Thursday, July 24, 2014

Vacations Are Not Pilgrimages

Rob and I went for an early morning swim today sans children. The waves were calm and the temperature of both the air and water was perfectly non-existent. The briny water buoyed us as we watched the sun rise from behind the far off mountains. I commented that I didn't want to go home. Rob responded with, "I'm ready to go home. I know this can't last forever and that's okay." 
Indeed, vacations are meant to end. At best they are wonderful diversions from one's "normal" life. And if a vacation were indeed your life you would need to take a vacation from it! A never ending circle I suppose. 
Although vacations have a terminus point, as they should, pilgrimages don't. While hiking through Ireland earlier this summer it became apparent to me pretty early on that a pilgrimage is really just a microcosm of ordinary life. The walking itself can be difficult, monotonous and frankly at times boring. There are no museums, tours, snorkeling or any other kind of distraction out in the mountains. Just me and all my demons waiting to show up and reflect themselves off the other pilgrims. Of course all their demons showed up too. 
Yet, just as I felt done with the whole experience I would round a corner and be encountered with a breathtaking view or another traveler would say something profound or amazing or maybe something as simple as a sheep would be in my path reminding me that goodness in life is often simple. So, even though life can be difficult, painful and complicated by others and myself it is only a matter of time before something wholly wonderful will occur. 
As we make our final trip home today, I too am happy to be going home. Our vacation is over but our pilgrimage is not. 

Sunday, July 20, 2014

Children and The Heart of My Pilgrimage

I always have a hard time traveling without my children. Of course the logistics of being child free tends to be smoother and the expense is less but when I am without them an empty, almost lost feeling fills me. I've always known this but this summer my need to have my kids with me has been highlighted. 
My pilgrimage to Ireland was the first time was away from my children for an extended period of time for recreational purposes. I felt a void throughout. At every turn during the 100 mile hike, I would see something I wished my kids could experience with me. "Oh, Allison would love that!" Or,"David would think that was funny!" Alas, I had to enjoy these sights solo. 
Our family pilgrimage to Mexico has been much different. I've relished watching our children take in the sights, sounds and smells. The immersion into another culture has been a great experience for all of us. I've especially enjoyed watching the kids start using Spanish and making playground friends with the locals. My heart is full. 
Some might think my attachment to my children is a sort of co-dependency but I would disagree. I wonder if the way I feel about my kids is just a slight peek into the heart of the divine. Perhaps God wants to watch all of  creation experience life they way I ache for my children to share my experiences. 

Tuesday, July 8, 2014

After Pains: Some Initial Thoughts on Pilgrimage

After Pains: Some Initial Thoughts on Pilgrimage

Our second child was born with the help of an induced labor. I won’t go into the specifics of why I made the choice to use a Pitocin drip to get my labor started but at the time it seemed the most sensible thing to do. I arrived at the hospital on the scheduled day and went through the steps to get my contractions going. Although I was told induced labors were more painful than naturally occurring ones, I still chose to opt out of any pain relief offered. I made the decision to place myself in a situation I knew would be painful and a lot of work with the hope that I would come out the other side with a healthy baby and a sense of accomplishment.

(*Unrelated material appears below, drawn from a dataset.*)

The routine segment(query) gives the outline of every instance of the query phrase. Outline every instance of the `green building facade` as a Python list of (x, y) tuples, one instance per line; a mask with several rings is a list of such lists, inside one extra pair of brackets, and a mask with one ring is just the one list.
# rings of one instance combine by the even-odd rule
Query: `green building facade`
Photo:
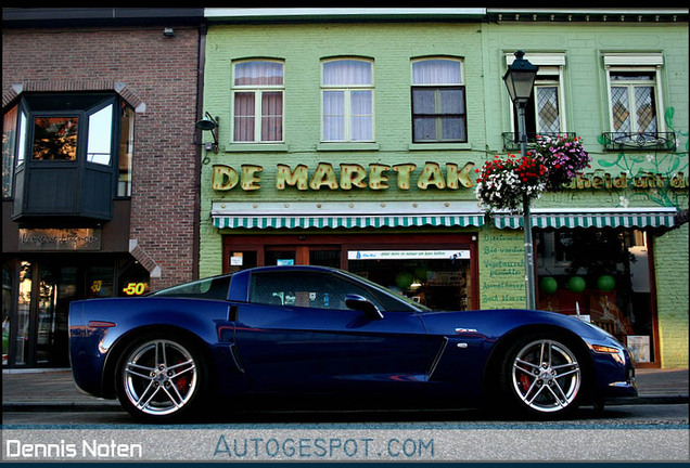
[(521, 218), (474, 194), (520, 151), (520, 49), (540, 68), (528, 135), (592, 158), (533, 205), (538, 307), (688, 366), (687, 11), (297, 10), (207, 10), (201, 276), (325, 264), (436, 309), (524, 308)]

As predicted based on my previous birth, the labor was fast and hard and when our son emerged and was placed on my belly, my only words were, “I wanna do that again!” I was euphoric and the sight of his strawberry red head only made my heart swell more. Then, the after pains started; a hurt I had never experienced before. I could barely breathe through the rhythmic clenching of my uterus. I was unable to sit up or talk. My whispered voice begged for something, anything to take away the ungodly pain. Relief came in the form a pill. I finally settled in with my baby.

In these days after returning from Ireland, I wonder when my relief from the after pains of immersing myself on a pilgrimage will come. I am drained physically and I feel my soul has been put through a grater. Rawness, exhaustion and euphoria mixed. What a strange combination!


Twelve years ago I chose to be placed in a painful yet transformative situation. Pilgrimage seems to be that too. Sorting out the transformation will take time but I think the pain is part of it just as it is when any new life emerges. No pill can take away these after pains but I pray I will soon find myself uttering, “I wanna do that again.”